Les avocat·es de la défense ont prévu de plaider la “procédure bâillon”, du nom de ces plainte en diffamation visant à épuiser et à silencier une action politique ou militante. “Ces longues procédures visent à faire perdre du temps aux militantes féministes et les décourager à recommencer”, condamne ainsi Alice Coffin à la barre. Lundi, une tribune publiée dans Libération et signée par un collectif de femmes poursuivies en diffamation demandait d’ailleurs l’adoption de mesures législatives pour rendre difficiles, voire impossibles, ces procédures. 

En début de soirée, Christophe Girard s’est avancé à la barre. Il a d’abord égrené la longue liste de ses engagements et combats associatifs, de la lutte contre le sida dans les années 1980 à, plus récemment, la mobilisation en faveur du mariage pour tous et toutes. Il évoque aussi, avec des lamentations dans la voix, son statut de père et de grand-père. S’il pense que certain·es des militant·es sont “de bonne foi”, il en veut à Alice Coffin et à Raphaëlle Rémy-Leleu de ne pas avoir demandé à le voir personnellement pour lui demander de démissionner. 

Indignation 

Devant la présidente de la 17e chambre, il a également tenu à s’expliquer sur ses liens avec Gabriel Matzneff. D'après lui, il n’a jamais soutenu l’écrivain et affirme avoir découvert la pédocriminalité de ce dernier, “le système Matzneff”, à la lecture du Consentement, assurant que l’homme “n’avait jamais parlé de sa vie sexuelle avec [lui]”. “Je découvre que Vanessa Springora était la maîtresse de Gabriel Matzneff, lance-t-il sans ciller, provoquant l'indignation dans les rangs de la défense. Je suis scandalisé que les parents aient laissé Vanessa Springora aller dormir tous les soirs avec lui.”
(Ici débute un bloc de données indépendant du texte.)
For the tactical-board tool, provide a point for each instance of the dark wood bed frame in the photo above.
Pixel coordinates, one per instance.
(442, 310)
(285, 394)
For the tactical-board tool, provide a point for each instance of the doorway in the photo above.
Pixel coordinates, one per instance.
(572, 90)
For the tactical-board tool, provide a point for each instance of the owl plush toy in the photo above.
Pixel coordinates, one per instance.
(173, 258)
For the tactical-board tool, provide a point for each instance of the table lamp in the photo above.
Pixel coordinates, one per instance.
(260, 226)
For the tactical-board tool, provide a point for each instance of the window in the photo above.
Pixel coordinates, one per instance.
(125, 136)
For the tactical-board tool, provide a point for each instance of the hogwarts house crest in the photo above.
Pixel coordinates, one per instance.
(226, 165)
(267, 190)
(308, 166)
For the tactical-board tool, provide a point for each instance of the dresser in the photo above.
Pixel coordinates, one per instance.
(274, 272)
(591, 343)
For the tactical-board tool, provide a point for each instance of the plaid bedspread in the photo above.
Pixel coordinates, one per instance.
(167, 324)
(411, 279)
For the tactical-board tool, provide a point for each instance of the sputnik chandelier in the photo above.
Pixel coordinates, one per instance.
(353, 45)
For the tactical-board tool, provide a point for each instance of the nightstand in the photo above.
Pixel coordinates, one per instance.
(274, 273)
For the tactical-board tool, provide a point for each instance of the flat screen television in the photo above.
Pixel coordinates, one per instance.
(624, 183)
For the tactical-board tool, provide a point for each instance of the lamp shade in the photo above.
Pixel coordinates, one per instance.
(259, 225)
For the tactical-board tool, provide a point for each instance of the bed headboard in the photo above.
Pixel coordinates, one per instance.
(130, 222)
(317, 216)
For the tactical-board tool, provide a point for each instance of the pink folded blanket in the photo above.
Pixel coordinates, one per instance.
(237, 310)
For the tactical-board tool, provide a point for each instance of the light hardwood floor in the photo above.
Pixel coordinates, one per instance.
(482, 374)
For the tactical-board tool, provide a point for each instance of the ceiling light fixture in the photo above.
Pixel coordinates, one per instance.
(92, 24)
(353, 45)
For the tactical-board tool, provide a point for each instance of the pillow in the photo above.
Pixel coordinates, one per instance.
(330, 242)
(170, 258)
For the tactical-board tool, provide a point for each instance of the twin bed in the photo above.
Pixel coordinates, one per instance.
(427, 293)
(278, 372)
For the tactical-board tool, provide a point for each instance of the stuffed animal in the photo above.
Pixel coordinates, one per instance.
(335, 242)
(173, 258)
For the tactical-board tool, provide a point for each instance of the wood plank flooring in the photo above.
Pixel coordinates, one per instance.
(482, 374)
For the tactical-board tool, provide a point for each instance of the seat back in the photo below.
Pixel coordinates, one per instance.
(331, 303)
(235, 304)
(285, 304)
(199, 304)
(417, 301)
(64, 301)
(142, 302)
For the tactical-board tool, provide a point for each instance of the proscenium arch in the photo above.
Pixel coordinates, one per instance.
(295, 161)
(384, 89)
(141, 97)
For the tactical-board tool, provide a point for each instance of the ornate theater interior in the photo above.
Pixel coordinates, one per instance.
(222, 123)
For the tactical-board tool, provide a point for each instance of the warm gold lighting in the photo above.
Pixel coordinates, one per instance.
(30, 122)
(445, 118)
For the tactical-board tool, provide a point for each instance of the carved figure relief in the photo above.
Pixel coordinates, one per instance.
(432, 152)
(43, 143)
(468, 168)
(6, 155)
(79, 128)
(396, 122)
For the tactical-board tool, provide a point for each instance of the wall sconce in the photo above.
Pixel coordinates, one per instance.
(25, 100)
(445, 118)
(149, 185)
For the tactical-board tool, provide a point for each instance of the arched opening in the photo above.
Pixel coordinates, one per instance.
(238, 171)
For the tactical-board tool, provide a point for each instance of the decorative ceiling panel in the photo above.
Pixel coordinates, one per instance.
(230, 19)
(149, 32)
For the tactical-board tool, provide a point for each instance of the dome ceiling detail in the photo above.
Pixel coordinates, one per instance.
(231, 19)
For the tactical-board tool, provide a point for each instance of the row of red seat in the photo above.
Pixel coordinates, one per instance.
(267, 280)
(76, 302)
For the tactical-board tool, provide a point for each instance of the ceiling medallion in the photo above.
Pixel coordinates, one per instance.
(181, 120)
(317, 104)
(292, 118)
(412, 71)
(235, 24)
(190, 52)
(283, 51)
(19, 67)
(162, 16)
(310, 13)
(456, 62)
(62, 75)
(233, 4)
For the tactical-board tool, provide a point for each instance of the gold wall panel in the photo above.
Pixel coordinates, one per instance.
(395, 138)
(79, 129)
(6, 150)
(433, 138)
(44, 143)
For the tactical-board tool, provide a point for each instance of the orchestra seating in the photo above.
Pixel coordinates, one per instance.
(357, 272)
À la barre, il a exprimé des regrets. Ceux “de ne pas avoir eu la vigilance qu’il aurait fallu avoir”, précisant que “personne ne l’a eue”. Il raconte aussi que sa vie a été “très abîmée” par cette affaire. “Porter plainte n’a pas été une partie de plaisir, mais ce que je voudrais, c’est qu’elle puisse faire réfléchir à ce qui est utile pour la cause et ce qui détruit quelqu’un."

À la sortie de l’audience, après sept heures de débats, les visages sont fatigués. “Je suis sidérée et choquée, je crois, souffle Raphaëlle Rémy-Leleu à Causette. C’est extrêmement brutal. La dernière fois que j’étais dans ce tribunal, c’est lorsque j’attendais la condamnation de mon ex parce qu’il avait essayé de me tuer. Je ne pensais pas  me retrouver ensuite au même endroit, mais cette fois, sur le banc des prévenus pour avoir défendu mes convictions féministes.” Le procès des six militant·es féministes s’achèvera ce vendredi 15 mars. Le jugement sera ensuite mis en délibéré par le tribunal de Paris.